Hey everybody I'm Carrie and I am Momma to...

Harley a 7 y.o. Red Roan Gelding Quarter
and
Merle a 9 y.o. Red John Mule

And I take care of.....

4 Belgians (Kate, Jill, Julie, and Tom)
1 Morgan/Arabian (Briscoe)
2 Arabains (BoAnn, Shadey)
1 Pinto (Bodacious)
3 Quarters (Dan, Denny, and Buck)
1 Molly Mule (Jane)
and last but not least
2 Donkeys (Jack, and J.J. aka Jack Junior)

I cant wait to meet ya'll and hear about all of your horses and to share pictures and stories of the crazy things that mine do.


----------



## HorseLovinLady (Jul 18, 2011)

Welcome to the forum!! Please post pics of your horses for us to see, we love pics!! :smile:


----------



## Skyseternalangel (Jul 23, 2011)

Welcome!! Yes we loooove pictures, so if you have any feel free to share!

What a crew you have!


----------



## Maple (Jan 10, 2012)

Welcome, and like the others have said - pics please!

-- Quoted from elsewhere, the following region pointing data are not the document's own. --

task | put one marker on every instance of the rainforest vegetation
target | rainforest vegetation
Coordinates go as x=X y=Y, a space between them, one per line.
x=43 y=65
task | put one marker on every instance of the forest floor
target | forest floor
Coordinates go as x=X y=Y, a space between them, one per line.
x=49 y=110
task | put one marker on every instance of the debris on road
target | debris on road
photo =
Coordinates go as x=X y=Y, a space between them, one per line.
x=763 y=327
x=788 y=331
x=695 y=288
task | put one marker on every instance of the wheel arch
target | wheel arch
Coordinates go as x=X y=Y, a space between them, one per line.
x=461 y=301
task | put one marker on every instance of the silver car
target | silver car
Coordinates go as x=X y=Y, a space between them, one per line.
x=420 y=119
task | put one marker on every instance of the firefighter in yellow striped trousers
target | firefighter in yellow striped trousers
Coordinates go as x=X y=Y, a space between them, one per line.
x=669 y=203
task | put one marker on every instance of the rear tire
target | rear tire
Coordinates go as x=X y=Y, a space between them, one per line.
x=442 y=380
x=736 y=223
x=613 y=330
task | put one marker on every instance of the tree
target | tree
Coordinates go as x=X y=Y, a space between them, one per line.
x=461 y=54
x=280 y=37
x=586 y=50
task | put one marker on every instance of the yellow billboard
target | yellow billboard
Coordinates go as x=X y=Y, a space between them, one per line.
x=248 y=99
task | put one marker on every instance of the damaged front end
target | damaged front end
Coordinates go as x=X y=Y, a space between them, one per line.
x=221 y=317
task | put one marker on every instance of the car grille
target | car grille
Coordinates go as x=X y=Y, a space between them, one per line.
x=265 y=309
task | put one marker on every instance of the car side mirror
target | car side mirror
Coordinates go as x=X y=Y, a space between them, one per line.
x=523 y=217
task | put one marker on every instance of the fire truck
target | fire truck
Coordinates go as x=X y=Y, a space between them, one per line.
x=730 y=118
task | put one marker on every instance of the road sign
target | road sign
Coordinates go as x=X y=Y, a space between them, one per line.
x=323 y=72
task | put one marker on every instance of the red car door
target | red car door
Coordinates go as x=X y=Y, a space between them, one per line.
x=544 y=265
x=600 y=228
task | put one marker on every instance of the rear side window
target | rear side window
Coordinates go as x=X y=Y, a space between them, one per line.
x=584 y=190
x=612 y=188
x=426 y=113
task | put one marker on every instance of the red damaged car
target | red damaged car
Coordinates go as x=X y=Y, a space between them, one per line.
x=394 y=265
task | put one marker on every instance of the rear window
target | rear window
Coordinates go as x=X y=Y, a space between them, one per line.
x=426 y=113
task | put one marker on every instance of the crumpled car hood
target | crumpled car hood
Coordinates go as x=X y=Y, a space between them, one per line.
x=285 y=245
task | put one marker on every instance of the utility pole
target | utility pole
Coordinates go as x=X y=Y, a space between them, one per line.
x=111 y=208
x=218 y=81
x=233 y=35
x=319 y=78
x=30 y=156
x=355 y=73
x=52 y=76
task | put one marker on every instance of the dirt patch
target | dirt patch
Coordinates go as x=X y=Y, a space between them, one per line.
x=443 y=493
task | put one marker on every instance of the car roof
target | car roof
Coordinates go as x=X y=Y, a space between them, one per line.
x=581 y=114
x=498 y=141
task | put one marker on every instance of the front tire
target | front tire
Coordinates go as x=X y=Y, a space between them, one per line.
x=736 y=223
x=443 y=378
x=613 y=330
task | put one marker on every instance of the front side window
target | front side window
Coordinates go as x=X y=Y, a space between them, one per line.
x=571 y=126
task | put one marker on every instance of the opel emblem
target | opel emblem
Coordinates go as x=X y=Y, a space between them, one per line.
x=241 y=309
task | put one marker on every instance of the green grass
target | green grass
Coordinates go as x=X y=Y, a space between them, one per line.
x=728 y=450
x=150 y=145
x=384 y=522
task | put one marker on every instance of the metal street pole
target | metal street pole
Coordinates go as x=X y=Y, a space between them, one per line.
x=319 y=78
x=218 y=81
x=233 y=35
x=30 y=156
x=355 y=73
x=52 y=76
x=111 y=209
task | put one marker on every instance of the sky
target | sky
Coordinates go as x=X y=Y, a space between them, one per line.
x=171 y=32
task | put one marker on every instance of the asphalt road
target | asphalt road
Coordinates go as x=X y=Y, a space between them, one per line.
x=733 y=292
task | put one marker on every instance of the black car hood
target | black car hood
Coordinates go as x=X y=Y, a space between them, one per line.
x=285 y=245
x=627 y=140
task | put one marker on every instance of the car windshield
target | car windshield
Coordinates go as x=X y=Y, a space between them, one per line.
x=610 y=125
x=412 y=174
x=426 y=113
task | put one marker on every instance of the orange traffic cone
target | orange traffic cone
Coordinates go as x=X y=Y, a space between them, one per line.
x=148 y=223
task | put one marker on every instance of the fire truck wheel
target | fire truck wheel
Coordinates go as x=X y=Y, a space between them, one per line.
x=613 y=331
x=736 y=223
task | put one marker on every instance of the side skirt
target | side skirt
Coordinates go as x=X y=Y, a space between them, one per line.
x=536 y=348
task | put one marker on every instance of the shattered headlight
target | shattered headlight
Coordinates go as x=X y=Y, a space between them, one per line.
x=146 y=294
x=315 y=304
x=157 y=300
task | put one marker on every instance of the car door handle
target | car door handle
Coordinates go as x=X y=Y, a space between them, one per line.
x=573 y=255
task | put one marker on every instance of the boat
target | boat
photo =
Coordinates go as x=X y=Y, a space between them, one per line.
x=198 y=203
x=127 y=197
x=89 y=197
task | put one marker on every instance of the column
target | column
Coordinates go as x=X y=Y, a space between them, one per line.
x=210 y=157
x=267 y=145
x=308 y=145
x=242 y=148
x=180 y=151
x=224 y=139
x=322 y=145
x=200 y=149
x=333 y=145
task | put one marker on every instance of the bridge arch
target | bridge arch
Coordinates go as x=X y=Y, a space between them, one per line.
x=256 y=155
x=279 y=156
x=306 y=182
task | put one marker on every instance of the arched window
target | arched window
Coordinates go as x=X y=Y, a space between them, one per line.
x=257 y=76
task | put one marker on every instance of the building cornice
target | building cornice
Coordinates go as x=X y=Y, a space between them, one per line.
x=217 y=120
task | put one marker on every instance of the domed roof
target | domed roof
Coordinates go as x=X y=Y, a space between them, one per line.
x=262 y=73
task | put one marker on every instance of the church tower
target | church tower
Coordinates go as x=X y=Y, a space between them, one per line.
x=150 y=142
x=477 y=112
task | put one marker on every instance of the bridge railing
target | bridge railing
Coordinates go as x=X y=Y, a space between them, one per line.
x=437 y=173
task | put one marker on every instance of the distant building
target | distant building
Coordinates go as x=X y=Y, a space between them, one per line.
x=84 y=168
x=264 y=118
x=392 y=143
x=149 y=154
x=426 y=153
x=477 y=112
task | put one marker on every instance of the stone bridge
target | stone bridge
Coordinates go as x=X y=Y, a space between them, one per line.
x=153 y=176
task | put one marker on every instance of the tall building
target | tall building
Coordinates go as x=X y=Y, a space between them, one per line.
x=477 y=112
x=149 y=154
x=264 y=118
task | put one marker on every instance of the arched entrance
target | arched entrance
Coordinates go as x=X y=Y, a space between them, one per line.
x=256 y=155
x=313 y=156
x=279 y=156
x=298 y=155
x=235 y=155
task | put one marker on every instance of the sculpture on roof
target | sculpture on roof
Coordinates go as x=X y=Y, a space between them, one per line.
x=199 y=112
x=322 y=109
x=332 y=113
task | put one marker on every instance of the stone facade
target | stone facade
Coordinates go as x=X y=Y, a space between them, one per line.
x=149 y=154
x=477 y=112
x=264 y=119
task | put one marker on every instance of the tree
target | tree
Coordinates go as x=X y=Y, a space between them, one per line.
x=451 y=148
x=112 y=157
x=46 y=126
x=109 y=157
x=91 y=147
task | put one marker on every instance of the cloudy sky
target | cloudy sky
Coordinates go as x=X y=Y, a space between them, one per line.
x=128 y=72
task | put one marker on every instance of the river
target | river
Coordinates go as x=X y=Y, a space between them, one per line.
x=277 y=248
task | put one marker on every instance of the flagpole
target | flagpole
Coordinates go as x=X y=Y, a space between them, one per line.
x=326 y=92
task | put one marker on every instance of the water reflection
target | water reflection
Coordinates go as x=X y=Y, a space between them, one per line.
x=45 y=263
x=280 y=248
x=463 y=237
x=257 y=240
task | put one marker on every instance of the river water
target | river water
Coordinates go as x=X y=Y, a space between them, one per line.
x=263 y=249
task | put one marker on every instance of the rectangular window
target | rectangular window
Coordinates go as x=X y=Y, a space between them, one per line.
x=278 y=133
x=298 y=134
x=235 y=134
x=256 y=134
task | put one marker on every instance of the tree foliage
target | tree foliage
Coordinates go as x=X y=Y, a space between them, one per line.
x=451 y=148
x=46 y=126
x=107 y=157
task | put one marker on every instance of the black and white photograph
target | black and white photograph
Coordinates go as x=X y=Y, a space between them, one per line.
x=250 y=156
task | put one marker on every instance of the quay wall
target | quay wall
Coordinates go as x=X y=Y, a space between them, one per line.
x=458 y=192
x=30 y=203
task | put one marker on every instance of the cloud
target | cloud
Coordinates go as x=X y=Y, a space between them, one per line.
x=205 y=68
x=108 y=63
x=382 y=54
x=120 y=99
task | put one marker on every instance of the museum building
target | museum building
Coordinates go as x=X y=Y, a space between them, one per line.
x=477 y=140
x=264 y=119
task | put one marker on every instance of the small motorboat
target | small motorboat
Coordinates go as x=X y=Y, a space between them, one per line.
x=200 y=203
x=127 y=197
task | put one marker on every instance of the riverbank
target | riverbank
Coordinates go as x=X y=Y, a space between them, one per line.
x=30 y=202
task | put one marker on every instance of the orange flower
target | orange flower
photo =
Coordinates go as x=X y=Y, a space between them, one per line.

We all love admiring what we don't have


----------



## Country Woman (Dec 14, 2011)

Welcome Harley D 
you sure have lots of horses to look after 
also looking forward to seeing you around here


----------



## AndreaSctlnd (Jan 17, 2012)

Hi. Sounds like you've your hands full.


----------



## Cacowgirl (Feb 19, 2011)

Welcome to the forum-you sure have a lot of critters to take care of! & yes, we do love to look at pictures.


----------



## HarleyD (Feb 12, 2012)

Thanks for the warm welcome yall. Yeah they are a handfull and definitely keep me busy but I wouldnt trade them for anything. 

Here are some pics of my babies for ya.


----------



## HarleyD (Feb 12, 2012)

Here are just a few more. Can ya tell I have really nosey horses and it makes for some pretty good nose shots. Sorry about Merles mohawk. I quit roaching his forelock and am trying to get it to grow out so its in that wild stage in this pic. LOL


----------



## Country Woman (Dec 14, 2011)

I love the black horse 
all the others are very nice as well


----------



## sierrams1123 (Jul 8, 2011)

welcome to the forum!


----------